La sapologie est la réappropriation des codes vestimentaires des dandys occidentaux par les Congolais.e.s. Jusqu’à présent, les sapeurs s’approvisionnaient auprès des grandes marques vestimentaires occidentales. Bachelor a créé la première marque congolaise de Sape, Connivences, et tient sa boutique Sape & Co à Paris, 18e. Émilien, membre du collectif Jef Klak, se fait initier à la science-sorcellerie vestimentaire du Bachelor ; entre cabine d’essayage et rayonnage de costumes trois-pièces… Voir l’article « Je cocotte, mais c’est la classe » dans le numéro « Bout d’ficelle » de Jef Klak.

05. Le carnaval est terminé

Extraits d’entretiens avec Georges Courtois, malfaiteur professionnel, par Clémence Durand et Ferdinand Cazalis, 2min32

Bandit lyrique et malicieux, Georges Courtois a passé la moitié de sa vie en prison. Dans l’« Autoportrait en cagoule » qu’on pourra lire dans le numéro Bout d’ficelle de Jef Klak, il raconte sa vie, ses braquages, ses lettres d’insultes aux magistrats et son grand jour : lorsque le 19 décembre 1985, il a pris en otage la cour d’assises du tribunal de Nantes avec Karim Khalki et Patrick Thiolet. Le tout pendant 34 heures et devant les caméras de FR3. Dans ce court montage, il nous fait part de quelques-unes de ses aventures, avec pour fil conducteur le tissu…

Montage : Céline Laurens

06. La Veste

Chanson de Chtoff, 2min16

Avec le timbre d’un Vladimir Vissotski à la sauce parisienne, Chtoff traîne parfois encore ses guêtres dans les rares cabarets qui ont su résister à la branchitude de la capitale. Chansons à boire et chansons d’espoir, textes drôles et savoureux parcourant les thèmes de l’amitié, de la galère ou des amours perdues, il reprend ici un classique de son compatriote, Boulat Okoudjava.

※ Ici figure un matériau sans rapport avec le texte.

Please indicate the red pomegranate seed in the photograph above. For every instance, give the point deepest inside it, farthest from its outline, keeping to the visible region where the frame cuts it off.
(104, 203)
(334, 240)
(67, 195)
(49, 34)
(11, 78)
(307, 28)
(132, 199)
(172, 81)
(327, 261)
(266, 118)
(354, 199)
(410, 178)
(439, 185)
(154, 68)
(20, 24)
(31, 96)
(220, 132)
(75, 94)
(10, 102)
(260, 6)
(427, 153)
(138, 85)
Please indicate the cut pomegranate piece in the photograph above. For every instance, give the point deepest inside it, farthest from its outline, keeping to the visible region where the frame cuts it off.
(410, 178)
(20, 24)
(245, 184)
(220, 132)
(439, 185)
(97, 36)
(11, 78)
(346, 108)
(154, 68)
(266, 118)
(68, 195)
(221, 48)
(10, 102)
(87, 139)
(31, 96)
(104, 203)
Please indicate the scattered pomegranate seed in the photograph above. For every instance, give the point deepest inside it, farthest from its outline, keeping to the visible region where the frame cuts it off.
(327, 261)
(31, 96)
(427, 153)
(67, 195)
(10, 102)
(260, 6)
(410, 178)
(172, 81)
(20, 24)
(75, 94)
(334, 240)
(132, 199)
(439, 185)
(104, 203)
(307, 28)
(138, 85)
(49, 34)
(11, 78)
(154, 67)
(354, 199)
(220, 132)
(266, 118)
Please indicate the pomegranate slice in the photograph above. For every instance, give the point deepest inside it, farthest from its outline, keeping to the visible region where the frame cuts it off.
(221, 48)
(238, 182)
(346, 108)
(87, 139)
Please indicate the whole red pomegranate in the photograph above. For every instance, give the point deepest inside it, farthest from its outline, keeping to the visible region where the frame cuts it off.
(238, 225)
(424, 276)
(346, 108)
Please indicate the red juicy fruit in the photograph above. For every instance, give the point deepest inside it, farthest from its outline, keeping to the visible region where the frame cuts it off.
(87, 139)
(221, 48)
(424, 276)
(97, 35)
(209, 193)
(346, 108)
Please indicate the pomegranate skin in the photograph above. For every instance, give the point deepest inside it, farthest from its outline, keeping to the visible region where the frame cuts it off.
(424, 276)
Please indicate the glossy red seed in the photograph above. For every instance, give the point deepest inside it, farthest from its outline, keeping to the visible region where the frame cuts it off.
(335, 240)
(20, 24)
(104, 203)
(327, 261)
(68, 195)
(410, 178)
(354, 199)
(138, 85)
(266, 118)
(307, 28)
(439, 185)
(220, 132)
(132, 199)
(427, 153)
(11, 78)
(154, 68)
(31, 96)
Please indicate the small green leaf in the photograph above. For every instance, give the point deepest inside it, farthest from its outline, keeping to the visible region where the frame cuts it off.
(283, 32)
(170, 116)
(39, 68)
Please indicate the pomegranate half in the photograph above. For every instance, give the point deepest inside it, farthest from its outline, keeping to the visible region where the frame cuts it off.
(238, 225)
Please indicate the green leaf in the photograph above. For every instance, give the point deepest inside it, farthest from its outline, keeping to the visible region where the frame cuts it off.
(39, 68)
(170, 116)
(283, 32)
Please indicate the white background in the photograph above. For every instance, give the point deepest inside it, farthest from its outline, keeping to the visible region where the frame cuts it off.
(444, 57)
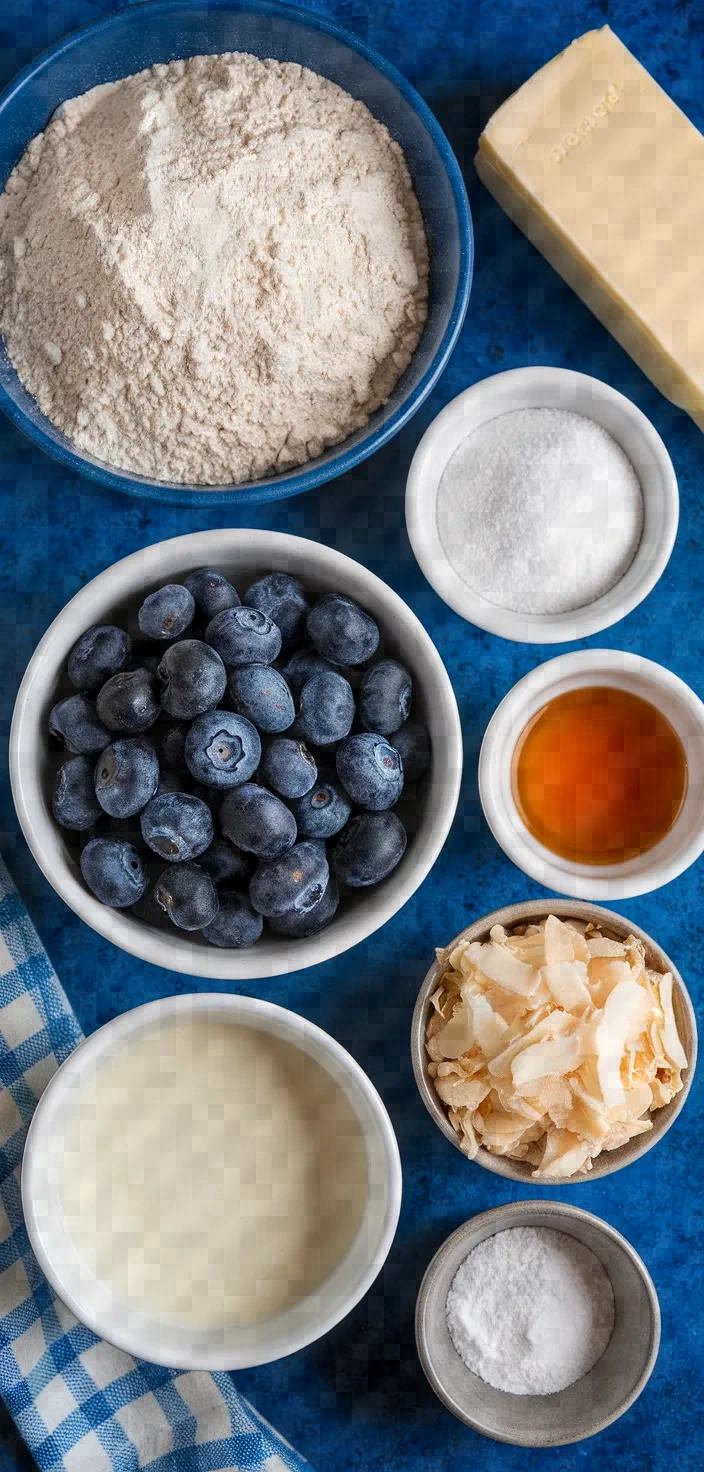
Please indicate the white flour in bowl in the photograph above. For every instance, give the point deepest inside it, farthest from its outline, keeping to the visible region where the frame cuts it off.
(214, 270)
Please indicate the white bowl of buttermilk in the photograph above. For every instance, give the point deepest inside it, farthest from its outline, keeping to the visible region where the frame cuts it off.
(211, 1182)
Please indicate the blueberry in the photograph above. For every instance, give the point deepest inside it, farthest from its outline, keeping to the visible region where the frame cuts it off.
(385, 696)
(413, 745)
(177, 826)
(192, 679)
(127, 776)
(236, 923)
(258, 822)
(170, 782)
(114, 872)
(212, 798)
(370, 770)
(145, 661)
(97, 654)
(74, 800)
(189, 895)
(227, 864)
(340, 630)
(321, 813)
(243, 636)
(289, 767)
(167, 613)
(299, 923)
(77, 723)
(326, 708)
(211, 592)
(127, 702)
(223, 749)
(295, 882)
(301, 666)
(148, 910)
(261, 694)
(283, 599)
(173, 747)
(370, 848)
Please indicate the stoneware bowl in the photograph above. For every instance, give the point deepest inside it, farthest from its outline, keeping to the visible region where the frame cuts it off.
(139, 36)
(544, 389)
(591, 1403)
(614, 926)
(594, 667)
(114, 598)
(128, 1327)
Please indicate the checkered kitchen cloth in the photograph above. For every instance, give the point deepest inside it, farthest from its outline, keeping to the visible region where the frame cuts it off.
(81, 1405)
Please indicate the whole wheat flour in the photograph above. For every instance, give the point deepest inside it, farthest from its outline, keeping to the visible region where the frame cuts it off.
(212, 270)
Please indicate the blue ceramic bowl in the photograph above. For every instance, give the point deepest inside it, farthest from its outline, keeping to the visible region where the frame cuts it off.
(164, 30)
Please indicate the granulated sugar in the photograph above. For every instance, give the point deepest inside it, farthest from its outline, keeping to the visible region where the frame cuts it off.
(530, 1310)
(212, 270)
(539, 511)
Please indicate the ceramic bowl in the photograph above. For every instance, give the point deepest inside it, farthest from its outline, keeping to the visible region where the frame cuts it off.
(139, 36)
(591, 1403)
(243, 555)
(616, 926)
(594, 667)
(125, 1324)
(544, 389)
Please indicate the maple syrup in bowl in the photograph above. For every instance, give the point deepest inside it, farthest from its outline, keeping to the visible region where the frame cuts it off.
(591, 775)
(598, 775)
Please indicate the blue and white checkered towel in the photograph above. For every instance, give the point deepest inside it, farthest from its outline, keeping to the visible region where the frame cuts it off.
(81, 1405)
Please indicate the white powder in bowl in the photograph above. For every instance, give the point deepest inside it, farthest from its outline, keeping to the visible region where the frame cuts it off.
(212, 270)
(530, 1310)
(539, 511)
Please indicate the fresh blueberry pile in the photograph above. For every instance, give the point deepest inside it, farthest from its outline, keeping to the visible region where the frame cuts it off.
(239, 764)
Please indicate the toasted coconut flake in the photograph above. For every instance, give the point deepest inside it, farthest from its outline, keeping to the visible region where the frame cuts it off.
(545, 1059)
(558, 942)
(564, 1154)
(461, 1092)
(566, 982)
(500, 966)
(622, 1019)
(669, 1035)
(489, 1028)
(457, 1035)
(551, 1044)
(604, 972)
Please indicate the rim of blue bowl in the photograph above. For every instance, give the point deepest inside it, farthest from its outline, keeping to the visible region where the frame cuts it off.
(259, 492)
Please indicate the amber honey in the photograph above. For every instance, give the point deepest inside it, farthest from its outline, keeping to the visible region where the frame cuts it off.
(598, 776)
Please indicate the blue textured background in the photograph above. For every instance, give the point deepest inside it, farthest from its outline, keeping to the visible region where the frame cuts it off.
(358, 1399)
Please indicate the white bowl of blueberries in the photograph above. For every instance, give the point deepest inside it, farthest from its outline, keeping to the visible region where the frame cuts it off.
(236, 754)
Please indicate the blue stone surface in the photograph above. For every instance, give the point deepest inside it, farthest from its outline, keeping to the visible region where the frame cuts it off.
(358, 1399)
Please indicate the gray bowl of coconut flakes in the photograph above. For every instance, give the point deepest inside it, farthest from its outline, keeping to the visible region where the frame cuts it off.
(529, 1297)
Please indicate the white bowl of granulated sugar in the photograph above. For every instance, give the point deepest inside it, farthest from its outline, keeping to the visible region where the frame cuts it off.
(542, 505)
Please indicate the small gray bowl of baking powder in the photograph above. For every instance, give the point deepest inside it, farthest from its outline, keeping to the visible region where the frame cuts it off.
(582, 1407)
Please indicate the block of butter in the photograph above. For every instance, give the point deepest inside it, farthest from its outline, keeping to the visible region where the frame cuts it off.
(606, 175)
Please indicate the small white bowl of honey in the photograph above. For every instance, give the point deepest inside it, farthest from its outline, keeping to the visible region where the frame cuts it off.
(591, 775)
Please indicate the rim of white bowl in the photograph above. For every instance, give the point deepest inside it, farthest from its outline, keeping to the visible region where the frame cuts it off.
(164, 560)
(289, 1331)
(560, 389)
(610, 667)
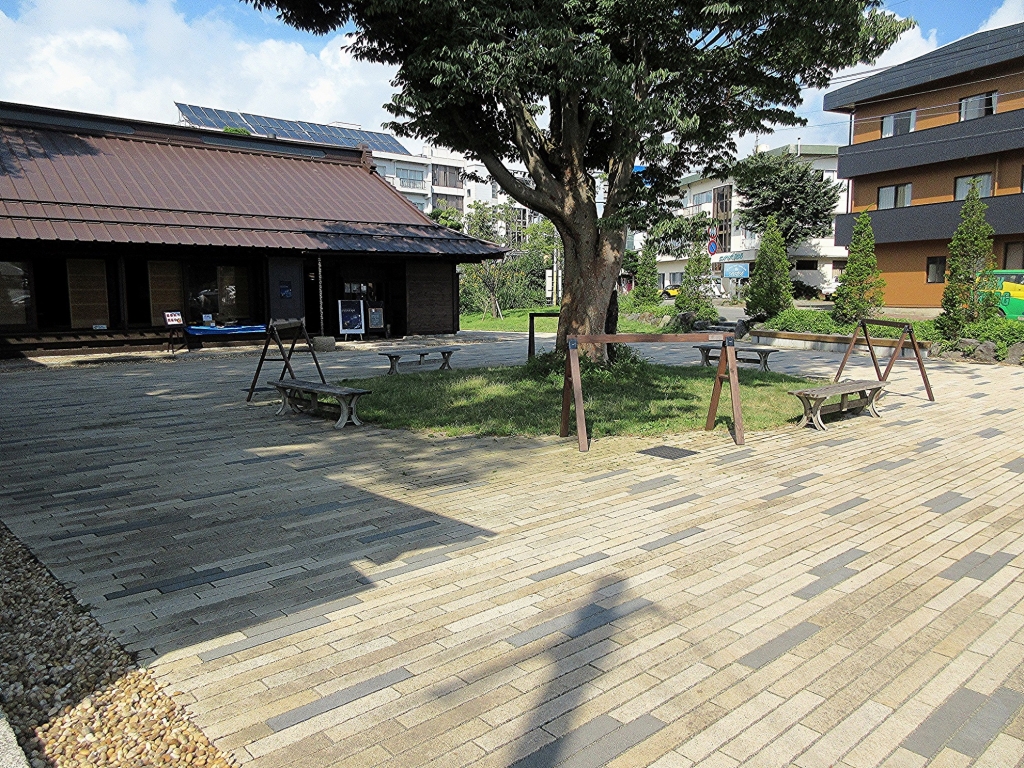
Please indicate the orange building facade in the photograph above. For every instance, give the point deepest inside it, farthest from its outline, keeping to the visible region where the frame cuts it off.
(922, 132)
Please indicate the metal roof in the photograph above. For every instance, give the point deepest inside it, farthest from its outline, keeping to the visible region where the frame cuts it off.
(973, 52)
(299, 130)
(87, 178)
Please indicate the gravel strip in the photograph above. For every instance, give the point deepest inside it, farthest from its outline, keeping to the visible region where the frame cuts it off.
(72, 694)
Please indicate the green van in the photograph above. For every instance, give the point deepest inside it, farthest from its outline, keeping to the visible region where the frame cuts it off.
(1011, 283)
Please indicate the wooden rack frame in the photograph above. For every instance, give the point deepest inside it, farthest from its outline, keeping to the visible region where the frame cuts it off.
(572, 387)
(907, 332)
(272, 334)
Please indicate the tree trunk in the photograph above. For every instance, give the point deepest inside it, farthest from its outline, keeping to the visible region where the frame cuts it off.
(592, 261)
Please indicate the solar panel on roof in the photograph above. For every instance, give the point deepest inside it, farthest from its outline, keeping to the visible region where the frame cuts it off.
(293, 129)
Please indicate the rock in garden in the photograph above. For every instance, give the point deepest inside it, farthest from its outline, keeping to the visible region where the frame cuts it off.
(1015, 353)
(984, 352)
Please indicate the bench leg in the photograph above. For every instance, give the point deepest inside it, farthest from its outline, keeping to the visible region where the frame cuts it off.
(816, 415)
(352, 415)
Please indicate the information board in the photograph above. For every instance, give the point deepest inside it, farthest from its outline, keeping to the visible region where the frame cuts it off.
(350, 316)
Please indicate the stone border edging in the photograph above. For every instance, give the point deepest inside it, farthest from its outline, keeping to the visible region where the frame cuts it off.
(10, 754)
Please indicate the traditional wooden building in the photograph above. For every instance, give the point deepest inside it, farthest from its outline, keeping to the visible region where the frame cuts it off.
(921, 132)
(107, 223)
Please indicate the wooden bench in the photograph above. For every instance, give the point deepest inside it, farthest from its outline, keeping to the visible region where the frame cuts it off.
(292, 391)
(744, 353)
(396, 354)
(813, 398)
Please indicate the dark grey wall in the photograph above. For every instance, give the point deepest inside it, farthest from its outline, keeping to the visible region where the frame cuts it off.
(936, 221)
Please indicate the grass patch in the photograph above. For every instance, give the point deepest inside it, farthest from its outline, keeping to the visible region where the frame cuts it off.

Commençant à écrire dès 1956, mais autorisé à l’ouvrir seulement en 1970, ce barde, souvent surnommé le Brassens russe, est l’un des artistes les plus populaires de l’époque soviétique.

Chant et guitare : Chtoff
Prise de son : Mathieu Touren
Paroles et musique : Boulat Okoudjava
Traduction : Serguei Saoulski

07. Ici le combat de Lejaby

Improvisation collective sur une trame composée à partir de textes sur les conflits des Lejaby (en particulier pendant l’année 2012), par la Radio Cousue Main, 9min05

Pour une fois, la Radio Cousue Main n’est pas à la radio mais sur un CD. Pour l’occasion, nous avons eu la chance de jouer dans un grand studio avec trois micros, mais fidèles à nos contraintes de jeu, nous avons enregistré en une seule prise, dans les conditions du direct et selon un dispositif simple inspiré des débuts de la radio.
Dans les journaux, imprimés ou audiovisuels, sur Internet, on a beaucoup parlé du conflit des Lejaby, en 2012, alors que l’élection présidentielle approchait. Témoignages d’ouvrières, récits journalistiques, justifications économiques, revendications sociales, avis d’experts, discours politiques, comptes-rendus plus ou moins « objectifs » : tous ces mots (et rien que ces mots) récoltés sur Internet ont été agencés dans une partition textuelle pour réactiver « le combat des Lejaby ».

Cette partition a servi de base à une improvisation collective de la Radio Cousue Main (voir la partition).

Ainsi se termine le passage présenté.